Appendix G. Installing and Configuring Tripwire

Tripwire v2.3 software ensures the integrity of critical system files and directories by identifying all changes made to specified system files and directories. Configure Tripwire software to monitor your system in the way that is best for you.

Tripwire software works by comparing files and directories against a baseline. It generates the baseline by taking a snapshot of specified files and directories in a known secure state. Tripwire software then compares the current system against the baseline and reports any modifications, additions, or deletions. Use Tripwire software for system security, intrusion detection, damage assessment, and recovery forensics.

While it is recommended that Tripwire be selected and installed during the Red Hat Linux 7.0 installation process, it is possible to install it after your Red Hat Linux system has been installed. The following steps outline this process:

  1. Locate the RedHat/RPMS directory on the Red Hat Linux 7.0 CD-ROM.

  2. Locate the Tripwire binary RPM.

  3. Type rpm -i <name> (where <name> is the name of the Tripwire RPM found in step 2)

  4. After installing the Tripwire binary RPM, follow the post-installation instructions outlined below.

Note

We recommend you read the release notes and README file.

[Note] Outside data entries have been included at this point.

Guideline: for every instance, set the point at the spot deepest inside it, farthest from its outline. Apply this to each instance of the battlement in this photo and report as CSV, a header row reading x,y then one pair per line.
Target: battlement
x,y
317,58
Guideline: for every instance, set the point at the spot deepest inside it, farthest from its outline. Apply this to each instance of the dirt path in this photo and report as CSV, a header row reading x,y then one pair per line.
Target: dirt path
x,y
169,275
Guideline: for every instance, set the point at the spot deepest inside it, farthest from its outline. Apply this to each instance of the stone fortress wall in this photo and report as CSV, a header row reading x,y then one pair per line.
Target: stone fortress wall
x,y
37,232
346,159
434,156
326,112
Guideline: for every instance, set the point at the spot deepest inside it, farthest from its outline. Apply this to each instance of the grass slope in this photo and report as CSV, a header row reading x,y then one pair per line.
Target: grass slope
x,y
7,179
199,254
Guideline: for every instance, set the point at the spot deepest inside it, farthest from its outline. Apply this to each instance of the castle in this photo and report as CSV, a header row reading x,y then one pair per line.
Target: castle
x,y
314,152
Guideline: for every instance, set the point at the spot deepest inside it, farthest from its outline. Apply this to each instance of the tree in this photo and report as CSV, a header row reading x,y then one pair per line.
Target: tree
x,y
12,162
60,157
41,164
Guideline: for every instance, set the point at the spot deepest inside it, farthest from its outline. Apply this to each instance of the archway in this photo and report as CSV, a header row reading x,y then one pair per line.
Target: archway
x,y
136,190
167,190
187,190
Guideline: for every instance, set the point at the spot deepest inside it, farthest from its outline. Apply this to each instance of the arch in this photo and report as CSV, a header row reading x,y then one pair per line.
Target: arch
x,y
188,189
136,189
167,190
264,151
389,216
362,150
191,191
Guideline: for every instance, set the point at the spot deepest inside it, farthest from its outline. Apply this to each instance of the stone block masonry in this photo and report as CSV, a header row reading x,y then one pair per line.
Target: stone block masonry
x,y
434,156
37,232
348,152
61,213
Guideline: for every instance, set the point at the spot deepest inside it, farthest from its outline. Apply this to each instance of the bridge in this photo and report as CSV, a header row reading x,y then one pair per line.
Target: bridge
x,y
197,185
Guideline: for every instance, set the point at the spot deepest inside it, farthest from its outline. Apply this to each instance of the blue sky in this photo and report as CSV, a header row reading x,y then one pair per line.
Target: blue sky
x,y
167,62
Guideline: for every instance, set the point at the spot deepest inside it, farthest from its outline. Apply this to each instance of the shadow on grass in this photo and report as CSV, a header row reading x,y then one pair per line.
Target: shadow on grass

Post-Installation Instructions

The Tripwire binary RPM installs the basic program files needed to run the software. However, this installation does not complete custom configurations that Tripwire 2.3 needs to perform correctly. After you unpack the RPM, you must:

  1. Run the configuration script /etc/tripwire/twinstall.sh to sign these files. This script walks you through the processes of setting passphrases and signing the Tripwire policy and configuration files.

    NotePlease Note
     

    Once encoded and signed, the configuration file should not be renamed or moved.

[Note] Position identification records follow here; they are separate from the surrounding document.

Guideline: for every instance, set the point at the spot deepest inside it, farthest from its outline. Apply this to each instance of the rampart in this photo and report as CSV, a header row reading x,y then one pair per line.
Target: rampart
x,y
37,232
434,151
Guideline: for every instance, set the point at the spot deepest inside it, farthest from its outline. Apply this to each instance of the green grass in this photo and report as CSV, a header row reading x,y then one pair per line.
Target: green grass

  2. Initialize the Tripwire database file. (/usr/sbin/tripwire--init)

  3. Run the first integrity check. (/usr/sbin/tripwire--check)

  4. Edit the configuration file (twcfg.txt) with a text editor, if desired.

  5. Edit the policy file (twpol.txt) with a text editor, if desired.

    NotePlease Note
     

    If you plan to modify the policy file, we recommend you do so before running the configuration script. If you modify the policy file after running the configuration script, you must re-run the configuration file before initializing the database file.